Being a guide to my art form requires me to have perspective on percussive dance as a whole (different styles and traditions, technique, and history) and at the same time be able to articulate to others about the specifics of my creative process as well as my intent as an artist.  For example, clogging is often taught in schools with the focus of teaching a traditional American art form.  Often, traditional artists will tell stories about someones grandfather who passed down a step to his granddaughter, or tales of which step came from whom, or how so-and-so took that step and turned it into something else, or an old square dance that is from a certain part of Kentucky that is still done today.  I did not grow up within a traditional dance and music community.

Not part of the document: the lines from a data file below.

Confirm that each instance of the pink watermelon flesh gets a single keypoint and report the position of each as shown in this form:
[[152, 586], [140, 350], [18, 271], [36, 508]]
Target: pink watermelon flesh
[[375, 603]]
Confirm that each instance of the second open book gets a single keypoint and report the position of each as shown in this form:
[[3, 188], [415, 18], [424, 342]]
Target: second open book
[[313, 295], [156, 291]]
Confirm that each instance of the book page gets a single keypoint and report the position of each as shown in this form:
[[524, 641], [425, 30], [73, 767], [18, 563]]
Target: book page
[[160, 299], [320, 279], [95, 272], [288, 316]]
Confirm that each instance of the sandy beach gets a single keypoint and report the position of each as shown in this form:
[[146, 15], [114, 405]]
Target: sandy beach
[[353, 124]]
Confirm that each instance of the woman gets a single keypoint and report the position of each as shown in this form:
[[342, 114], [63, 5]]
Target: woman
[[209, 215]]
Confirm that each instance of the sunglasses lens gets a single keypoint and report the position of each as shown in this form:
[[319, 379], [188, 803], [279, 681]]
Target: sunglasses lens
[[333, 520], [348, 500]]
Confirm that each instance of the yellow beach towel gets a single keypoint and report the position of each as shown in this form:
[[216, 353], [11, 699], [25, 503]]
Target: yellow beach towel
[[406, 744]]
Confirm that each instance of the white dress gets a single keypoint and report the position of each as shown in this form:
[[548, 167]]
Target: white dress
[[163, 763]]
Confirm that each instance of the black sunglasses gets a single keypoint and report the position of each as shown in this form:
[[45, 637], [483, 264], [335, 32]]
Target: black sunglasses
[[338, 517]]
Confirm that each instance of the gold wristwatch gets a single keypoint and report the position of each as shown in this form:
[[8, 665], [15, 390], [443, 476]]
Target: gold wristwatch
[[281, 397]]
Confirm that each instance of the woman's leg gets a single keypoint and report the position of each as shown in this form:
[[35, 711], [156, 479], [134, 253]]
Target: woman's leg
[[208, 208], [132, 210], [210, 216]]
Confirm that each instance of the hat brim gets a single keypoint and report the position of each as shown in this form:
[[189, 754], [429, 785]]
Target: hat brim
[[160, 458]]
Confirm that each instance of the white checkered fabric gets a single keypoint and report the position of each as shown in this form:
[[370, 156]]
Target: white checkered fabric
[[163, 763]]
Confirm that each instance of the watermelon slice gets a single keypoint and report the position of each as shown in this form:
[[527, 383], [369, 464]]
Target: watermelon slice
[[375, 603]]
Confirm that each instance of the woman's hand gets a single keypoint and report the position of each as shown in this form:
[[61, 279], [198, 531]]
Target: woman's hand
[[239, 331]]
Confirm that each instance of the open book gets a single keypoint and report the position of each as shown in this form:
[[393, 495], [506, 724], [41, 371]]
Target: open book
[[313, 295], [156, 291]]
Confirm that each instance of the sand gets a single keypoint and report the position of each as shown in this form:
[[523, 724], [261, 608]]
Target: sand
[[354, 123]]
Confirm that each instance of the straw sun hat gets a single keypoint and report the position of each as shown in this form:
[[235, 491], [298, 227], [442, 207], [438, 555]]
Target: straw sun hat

I came to these wonderful traditions as an outsider; those stories are not my stories and  I don't feel like my teaching would be authentic if I brought clogging or step dance to kids that way.  So, I've decided to teach clogging a little differently.  The stories I tell kids through my teaching are more about how I hear the music, how I make choices about what sounds to make with my feet or how I go about making up my steps, and the thrill of taking part in music made by people who are in the same room, playing together.

That is my voice.  The beauty of any and all kinds of art is that there are an infinite number of ways to find a space for yourself and your individual voice.  But if you're a teaching artist you really must step back and reflect about how you use your voice, you must reflect on your own process, because not only are you are teaching about your art you are teaching about yourself as well.  The most important aspect of my job may very well be to ask the questions: Who am I?  What do I believe?  How do I see my art form?  What is my approach?  What is important about my work?  And then, take those answers into the classroom.

Not everyone wants to do this kind of work to make their process visible to others.  I'll admit, it is difficult to switch back and forth between multiple mind-spaces.  The artist part of me is the non-verbal, sensing part that experiences, creates, questions, experiments, listens, responds -- all of this in the moment.  The teaching artist part of me is the interpreter, picking just the right words to frame my work and create lessons that build skill, understanding and connections.  I also have a third role to fill -- the teacher as an artist.  In the end, I have young souls in front of me, many of them unsure of what we're about to do.  I know there is value and relevance in my work in relation their lives, but they don't know it...yet.  Every group of kids I work with is different in their temperament, interest, and school culture.  To really reach them I have to use, as my dad said, "...intuition and instinct, allowing the sub-conscious to take over" when faced with the challenge of real kids in real time.  It seems that what I do in the process of teaching dance is similar to my father's efforts to solve a 'visual problem' and that means he and I have more in common than he thinks. 

As always, I'd love to hear your thoughts!